Gleich darauf betrat Farica das Zelt. Sie
blickte Nasuadas Gäste freimütig an, machte einen Knicks und sagte:
»Ja, Herrin?«
Nasuada nickte Fadawar kurz zu. »Wir können
fortfahren.« Dann wandte sie sich an ihre Magd: »Hilf mir, das
Kleid auszuziehen. Ich möchte es mir nicht ruinieren.«
Die ältere Frau sah sie entsetzt an. »Hier,
Herrin? Vor all diesen... Männern?«
»Ja, hier. Und beeil dich! Seit wann muss
ich mit meiner Dienerin herumstreiten.« Es hatte strenger geklungen
als beabsichtigt, aber ihr Herz raste und ihre Haut war
unerträglich empfindlich.
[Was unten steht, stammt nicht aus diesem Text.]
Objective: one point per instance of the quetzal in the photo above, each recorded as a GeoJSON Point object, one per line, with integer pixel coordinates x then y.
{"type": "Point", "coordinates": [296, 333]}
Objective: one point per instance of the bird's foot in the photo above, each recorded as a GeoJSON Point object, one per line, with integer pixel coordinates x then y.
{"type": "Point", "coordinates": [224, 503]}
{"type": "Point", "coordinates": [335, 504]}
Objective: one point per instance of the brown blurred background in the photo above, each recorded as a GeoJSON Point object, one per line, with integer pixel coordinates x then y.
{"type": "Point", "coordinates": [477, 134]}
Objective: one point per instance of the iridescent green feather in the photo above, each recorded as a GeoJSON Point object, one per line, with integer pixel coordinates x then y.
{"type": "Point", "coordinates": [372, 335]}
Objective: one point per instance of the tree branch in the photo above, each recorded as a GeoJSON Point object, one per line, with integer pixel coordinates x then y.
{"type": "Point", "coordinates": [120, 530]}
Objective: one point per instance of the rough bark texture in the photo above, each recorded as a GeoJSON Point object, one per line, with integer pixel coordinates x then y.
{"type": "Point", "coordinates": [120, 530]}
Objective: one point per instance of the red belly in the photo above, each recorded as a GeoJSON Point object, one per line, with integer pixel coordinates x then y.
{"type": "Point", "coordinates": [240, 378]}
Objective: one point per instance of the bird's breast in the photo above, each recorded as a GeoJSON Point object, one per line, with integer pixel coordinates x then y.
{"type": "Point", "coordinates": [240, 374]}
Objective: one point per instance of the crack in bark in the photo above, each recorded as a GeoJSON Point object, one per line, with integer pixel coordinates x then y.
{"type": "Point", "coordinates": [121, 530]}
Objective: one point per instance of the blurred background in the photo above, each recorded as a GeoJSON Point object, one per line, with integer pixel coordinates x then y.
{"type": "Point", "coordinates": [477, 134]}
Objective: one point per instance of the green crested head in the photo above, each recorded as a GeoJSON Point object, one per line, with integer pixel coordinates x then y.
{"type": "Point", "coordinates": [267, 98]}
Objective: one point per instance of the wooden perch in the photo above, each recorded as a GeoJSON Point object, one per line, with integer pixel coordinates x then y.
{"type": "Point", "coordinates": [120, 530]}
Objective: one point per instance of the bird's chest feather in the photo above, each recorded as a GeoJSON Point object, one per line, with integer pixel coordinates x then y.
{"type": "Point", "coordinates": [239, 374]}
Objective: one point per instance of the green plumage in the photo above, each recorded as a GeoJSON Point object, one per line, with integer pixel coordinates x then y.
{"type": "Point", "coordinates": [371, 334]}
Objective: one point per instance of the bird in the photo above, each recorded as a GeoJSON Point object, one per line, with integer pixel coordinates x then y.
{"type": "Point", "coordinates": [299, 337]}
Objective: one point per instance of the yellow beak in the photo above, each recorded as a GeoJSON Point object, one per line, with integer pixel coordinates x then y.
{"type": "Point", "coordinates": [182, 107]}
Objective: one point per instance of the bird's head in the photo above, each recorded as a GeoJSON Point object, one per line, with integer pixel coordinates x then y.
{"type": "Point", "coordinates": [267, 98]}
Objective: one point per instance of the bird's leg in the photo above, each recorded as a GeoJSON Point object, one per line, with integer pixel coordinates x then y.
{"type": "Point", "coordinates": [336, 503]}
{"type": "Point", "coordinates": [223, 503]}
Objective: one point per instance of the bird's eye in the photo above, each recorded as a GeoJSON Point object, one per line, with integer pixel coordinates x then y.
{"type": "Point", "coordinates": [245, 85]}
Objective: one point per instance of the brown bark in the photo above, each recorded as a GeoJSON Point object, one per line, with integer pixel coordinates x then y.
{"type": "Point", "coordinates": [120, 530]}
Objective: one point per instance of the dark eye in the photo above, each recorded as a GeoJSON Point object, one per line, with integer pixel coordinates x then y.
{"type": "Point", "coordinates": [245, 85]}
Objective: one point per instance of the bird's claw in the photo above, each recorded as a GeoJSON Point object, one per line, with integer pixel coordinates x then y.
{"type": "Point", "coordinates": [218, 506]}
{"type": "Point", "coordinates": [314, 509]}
Das weiche Leinen ihres Unterkleides kam
ihr so rau vor wie Segeltuch. Geduld und Höflichkeit brachte sie
jetzt nicht mehr auf. Sie konnte sich nur noch auf den
bevorstehenden Wettstreit konzentrieren.
Nasuada stand bewegungslos da, während
Farica an der Schnürung des Kleides zupfte und zog, die von den
Schulterblättern bis ans Ende der Wirbelsäule reichte. Als die
Bänder lose genug waren, zog Farica ihr die Ärmel von den Armen.
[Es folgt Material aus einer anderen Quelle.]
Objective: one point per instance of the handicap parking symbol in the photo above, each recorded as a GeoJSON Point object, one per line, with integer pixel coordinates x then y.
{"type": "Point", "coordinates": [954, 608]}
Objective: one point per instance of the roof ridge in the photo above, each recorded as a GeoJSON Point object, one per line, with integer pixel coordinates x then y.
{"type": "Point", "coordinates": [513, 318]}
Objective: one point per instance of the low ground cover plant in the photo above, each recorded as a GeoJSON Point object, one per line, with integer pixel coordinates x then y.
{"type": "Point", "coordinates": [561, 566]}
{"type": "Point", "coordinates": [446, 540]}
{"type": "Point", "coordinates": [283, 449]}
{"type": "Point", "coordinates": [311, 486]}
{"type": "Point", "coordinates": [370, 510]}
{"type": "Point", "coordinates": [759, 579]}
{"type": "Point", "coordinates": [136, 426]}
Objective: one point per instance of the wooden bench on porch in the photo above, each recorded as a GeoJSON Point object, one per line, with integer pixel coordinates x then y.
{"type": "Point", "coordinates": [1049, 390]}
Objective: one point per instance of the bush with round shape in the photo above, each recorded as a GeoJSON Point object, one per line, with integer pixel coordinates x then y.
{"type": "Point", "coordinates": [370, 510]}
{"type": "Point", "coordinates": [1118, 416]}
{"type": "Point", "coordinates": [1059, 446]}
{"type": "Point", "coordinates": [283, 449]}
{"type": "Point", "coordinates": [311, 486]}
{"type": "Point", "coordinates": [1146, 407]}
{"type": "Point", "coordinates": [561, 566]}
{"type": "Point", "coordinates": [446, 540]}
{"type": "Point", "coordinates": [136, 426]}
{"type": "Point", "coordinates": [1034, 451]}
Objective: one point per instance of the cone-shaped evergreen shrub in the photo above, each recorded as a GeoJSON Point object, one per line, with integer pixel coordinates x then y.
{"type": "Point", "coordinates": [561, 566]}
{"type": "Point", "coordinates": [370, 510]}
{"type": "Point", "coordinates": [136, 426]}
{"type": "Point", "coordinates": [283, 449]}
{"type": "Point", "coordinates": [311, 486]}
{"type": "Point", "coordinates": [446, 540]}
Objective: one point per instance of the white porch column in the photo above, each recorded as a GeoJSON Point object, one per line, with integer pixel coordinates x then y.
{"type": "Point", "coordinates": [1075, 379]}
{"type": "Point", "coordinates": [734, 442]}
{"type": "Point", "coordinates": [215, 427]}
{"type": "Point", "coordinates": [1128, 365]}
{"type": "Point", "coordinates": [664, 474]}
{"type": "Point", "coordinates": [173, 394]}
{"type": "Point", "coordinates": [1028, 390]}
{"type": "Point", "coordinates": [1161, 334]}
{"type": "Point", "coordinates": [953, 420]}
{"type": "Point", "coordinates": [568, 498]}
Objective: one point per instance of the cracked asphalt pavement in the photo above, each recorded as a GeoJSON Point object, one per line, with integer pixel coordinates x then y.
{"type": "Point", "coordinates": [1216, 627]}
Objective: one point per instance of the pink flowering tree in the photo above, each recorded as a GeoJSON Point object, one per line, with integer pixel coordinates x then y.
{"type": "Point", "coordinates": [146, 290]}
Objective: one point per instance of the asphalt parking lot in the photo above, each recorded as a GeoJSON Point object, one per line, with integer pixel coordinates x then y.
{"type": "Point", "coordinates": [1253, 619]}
Die Hülle aus gerafftem Stoff legte sich als Haufen um Nasuadas
Füße und ließ sie beinahe nackt in ihrem weißen Unterhemd zurück.
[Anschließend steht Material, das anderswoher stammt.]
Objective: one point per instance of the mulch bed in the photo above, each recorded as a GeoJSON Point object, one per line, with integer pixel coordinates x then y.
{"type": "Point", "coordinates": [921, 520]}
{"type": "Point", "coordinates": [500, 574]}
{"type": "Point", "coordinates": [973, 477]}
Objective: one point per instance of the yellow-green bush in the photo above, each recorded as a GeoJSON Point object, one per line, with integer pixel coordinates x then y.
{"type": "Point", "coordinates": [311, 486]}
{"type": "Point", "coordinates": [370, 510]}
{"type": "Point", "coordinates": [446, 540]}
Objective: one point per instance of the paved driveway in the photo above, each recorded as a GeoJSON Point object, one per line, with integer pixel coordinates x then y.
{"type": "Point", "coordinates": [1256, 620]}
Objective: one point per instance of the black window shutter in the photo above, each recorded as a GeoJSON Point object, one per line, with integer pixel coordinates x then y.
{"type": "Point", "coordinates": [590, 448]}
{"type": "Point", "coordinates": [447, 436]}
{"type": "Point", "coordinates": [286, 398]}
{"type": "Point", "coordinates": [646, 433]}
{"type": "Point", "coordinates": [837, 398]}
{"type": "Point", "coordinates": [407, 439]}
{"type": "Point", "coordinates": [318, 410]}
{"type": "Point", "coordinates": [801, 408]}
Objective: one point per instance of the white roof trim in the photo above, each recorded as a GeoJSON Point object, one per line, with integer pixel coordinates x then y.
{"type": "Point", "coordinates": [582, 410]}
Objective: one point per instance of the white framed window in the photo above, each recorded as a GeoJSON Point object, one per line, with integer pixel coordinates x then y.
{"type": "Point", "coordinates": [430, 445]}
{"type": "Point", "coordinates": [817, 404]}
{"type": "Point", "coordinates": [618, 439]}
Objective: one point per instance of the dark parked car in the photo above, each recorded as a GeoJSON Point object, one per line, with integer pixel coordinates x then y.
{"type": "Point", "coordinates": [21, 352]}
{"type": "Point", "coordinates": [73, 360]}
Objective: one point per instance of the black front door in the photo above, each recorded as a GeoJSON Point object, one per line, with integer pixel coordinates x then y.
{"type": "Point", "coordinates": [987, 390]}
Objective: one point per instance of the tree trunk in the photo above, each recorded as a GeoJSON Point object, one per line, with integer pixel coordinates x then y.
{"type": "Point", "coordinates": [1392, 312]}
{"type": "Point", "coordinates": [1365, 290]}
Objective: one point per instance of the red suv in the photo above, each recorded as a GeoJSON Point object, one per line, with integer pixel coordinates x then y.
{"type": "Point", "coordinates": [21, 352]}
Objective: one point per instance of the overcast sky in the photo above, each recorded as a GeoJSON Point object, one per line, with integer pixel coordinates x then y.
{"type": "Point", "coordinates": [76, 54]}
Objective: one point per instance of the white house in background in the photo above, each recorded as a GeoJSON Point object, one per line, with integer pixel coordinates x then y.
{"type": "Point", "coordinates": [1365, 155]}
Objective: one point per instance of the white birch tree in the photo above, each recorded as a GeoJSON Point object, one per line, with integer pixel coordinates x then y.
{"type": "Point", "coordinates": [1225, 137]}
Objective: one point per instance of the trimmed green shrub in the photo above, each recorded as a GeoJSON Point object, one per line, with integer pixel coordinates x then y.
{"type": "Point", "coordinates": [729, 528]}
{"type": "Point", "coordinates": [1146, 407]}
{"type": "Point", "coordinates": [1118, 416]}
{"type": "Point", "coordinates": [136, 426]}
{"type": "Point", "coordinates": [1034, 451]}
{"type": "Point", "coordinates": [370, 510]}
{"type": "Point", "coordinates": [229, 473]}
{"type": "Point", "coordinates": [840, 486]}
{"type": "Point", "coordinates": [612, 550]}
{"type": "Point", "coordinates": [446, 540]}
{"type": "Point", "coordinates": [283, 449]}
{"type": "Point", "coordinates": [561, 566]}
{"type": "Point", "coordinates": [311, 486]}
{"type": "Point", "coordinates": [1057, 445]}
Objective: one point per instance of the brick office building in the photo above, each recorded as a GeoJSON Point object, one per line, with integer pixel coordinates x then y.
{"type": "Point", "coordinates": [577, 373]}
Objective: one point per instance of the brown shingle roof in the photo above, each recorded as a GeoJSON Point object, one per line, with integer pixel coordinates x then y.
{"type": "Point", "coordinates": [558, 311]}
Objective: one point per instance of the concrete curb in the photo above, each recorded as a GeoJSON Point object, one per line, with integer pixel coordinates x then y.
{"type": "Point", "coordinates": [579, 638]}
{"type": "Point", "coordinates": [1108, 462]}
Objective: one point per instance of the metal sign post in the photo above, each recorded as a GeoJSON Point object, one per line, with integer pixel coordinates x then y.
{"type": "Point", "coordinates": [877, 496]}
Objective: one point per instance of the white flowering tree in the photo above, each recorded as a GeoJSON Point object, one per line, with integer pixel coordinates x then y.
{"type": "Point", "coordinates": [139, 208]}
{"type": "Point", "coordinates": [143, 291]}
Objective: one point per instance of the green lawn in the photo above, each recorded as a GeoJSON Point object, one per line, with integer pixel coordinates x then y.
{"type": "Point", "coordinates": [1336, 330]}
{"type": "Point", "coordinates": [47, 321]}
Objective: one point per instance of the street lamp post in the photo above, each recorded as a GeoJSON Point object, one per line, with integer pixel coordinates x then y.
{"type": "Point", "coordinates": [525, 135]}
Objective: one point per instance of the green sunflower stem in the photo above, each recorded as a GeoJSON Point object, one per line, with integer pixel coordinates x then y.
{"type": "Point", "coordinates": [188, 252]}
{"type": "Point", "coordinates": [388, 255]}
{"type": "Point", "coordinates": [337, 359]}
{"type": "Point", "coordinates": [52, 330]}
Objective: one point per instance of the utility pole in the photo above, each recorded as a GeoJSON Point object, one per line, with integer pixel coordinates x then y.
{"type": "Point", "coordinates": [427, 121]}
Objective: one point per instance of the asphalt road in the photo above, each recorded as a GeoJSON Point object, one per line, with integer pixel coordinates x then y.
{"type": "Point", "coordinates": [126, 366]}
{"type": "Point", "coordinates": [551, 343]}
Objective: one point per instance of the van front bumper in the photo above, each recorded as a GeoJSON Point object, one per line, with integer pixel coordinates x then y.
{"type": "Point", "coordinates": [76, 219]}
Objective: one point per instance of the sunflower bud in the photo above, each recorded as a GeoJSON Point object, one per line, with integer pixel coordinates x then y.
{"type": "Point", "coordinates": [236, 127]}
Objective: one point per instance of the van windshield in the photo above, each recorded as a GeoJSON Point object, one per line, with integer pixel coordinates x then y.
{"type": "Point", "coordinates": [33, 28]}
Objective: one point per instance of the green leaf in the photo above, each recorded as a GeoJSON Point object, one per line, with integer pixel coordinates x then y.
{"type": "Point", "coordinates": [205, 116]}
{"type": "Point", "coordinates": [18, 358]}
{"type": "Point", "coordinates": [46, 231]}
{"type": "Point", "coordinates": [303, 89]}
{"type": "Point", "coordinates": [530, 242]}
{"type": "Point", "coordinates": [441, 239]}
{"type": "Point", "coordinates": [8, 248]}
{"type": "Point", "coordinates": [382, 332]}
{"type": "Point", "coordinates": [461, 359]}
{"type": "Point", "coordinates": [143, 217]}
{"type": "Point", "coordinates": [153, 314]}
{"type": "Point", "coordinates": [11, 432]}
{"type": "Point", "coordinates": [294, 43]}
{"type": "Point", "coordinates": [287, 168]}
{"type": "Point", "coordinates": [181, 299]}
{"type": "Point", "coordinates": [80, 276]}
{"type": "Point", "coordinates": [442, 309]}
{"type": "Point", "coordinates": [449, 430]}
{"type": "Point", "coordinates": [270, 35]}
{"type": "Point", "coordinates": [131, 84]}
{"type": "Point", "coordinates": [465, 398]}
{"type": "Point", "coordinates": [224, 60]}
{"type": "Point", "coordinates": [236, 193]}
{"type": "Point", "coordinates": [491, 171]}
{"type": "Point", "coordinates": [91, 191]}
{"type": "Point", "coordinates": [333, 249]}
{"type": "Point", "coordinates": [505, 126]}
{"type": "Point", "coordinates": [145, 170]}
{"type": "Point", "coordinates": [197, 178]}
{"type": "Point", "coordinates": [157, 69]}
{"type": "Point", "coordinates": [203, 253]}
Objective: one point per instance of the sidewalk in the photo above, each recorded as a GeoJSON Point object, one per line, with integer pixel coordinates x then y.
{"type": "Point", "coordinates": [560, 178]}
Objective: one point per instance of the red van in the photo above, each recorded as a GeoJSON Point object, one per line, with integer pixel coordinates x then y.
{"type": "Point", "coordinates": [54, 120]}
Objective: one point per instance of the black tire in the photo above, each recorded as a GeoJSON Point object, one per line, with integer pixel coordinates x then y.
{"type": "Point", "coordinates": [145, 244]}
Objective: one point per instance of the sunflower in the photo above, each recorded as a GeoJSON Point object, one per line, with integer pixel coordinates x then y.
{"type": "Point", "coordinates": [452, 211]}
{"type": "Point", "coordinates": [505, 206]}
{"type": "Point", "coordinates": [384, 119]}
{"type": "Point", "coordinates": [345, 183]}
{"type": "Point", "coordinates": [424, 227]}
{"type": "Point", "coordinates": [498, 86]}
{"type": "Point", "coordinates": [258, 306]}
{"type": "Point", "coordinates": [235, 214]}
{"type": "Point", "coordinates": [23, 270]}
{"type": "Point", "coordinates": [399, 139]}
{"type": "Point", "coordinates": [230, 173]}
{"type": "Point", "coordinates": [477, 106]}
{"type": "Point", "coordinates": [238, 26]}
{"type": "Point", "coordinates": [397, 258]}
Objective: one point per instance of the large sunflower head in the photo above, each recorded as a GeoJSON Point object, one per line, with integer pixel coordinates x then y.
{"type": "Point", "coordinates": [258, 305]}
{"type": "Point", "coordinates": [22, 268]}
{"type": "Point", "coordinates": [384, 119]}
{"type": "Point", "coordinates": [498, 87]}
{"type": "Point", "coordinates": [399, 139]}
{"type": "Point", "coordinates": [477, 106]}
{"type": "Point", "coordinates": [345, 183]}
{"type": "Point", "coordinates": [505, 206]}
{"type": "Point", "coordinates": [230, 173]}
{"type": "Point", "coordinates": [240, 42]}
Sie kämpfte ein Schaudern nieder, als die vier Krieger sie schamlos
beäugten. Unter ihren begehrlichen Blicken fühlte sie sich hilflos.
Ohne sie zu beachten, trat sie einen Schritt vor und Farica klaubte
das Kleid von der Erde.
Nasuada gegenüber war Fadawar damit
beschäftigt, die Armreife von seinen Unterarmen zu ziehen. Darunter
kamen die bestickten Ärmel seines Gewandes zum Vorschein. Als er
fertig war, nahm er die wuchtige Krone vom Kopf und übergab sie
einem seiner Gefolgsleute.
Plötzlich erhob sich vor dem Zelt
Stimmengewirr und sorgte für eine Unterbrechung der Vorbereitungen.
Ein Botenjunge - Nasuada erinnerte sich, dass er Jarsha hieß - kam
herein, pflanzte sich ein oder zwei Fuß vom Eingang entfernt auf
und meldete: »König Orrin von Surda, Jörmundur von den Varden,
Trianna von der Du Vrangr Gata und Naako und Ramusewa vom Stamm der
Inapashunna.« Dabei heftete er den Blick fest auf die Decke des
Zeltes.
Dann verschwand er wieder und die
angekündigte Versammlung trat ein, Orrin an der Spitze. Der König
sah als Erstes Fadawar und begrüßte ihn mit den Worten: »Ah,
Feldherr, das ist aber eine Überraschung. Ich hoffe, Ihr und -«
Erstaunen machte sich auf seinem jugendlichen Gesicht beim Anblick
Nasuadas breit. »Aber, Nasuada, was hat das zu bedeuten?«
»Das würde ich auch gern wissen«, knurrte
Jörmundur. Er packte den Schwertknauf und funkelte jeden böse an,
der es wagte, Nasuada allzu unverhohlen anzustarren.
»Ich habe euch hereingebeten, weil ich
möchte, dass ihr als Zeugen der Probe der Langen Messer zwischen
Fadawar und mir beiwohnt und hinterher jedem, der danach fragt, die
Wahrheit über den Ausgang des Zweikampfes erzählt.«
Die beiden grauhaarigen Stammesmitglieder
Naako und Ramusewa schien ihre Ankündigung in Aufruhr zu versetzen.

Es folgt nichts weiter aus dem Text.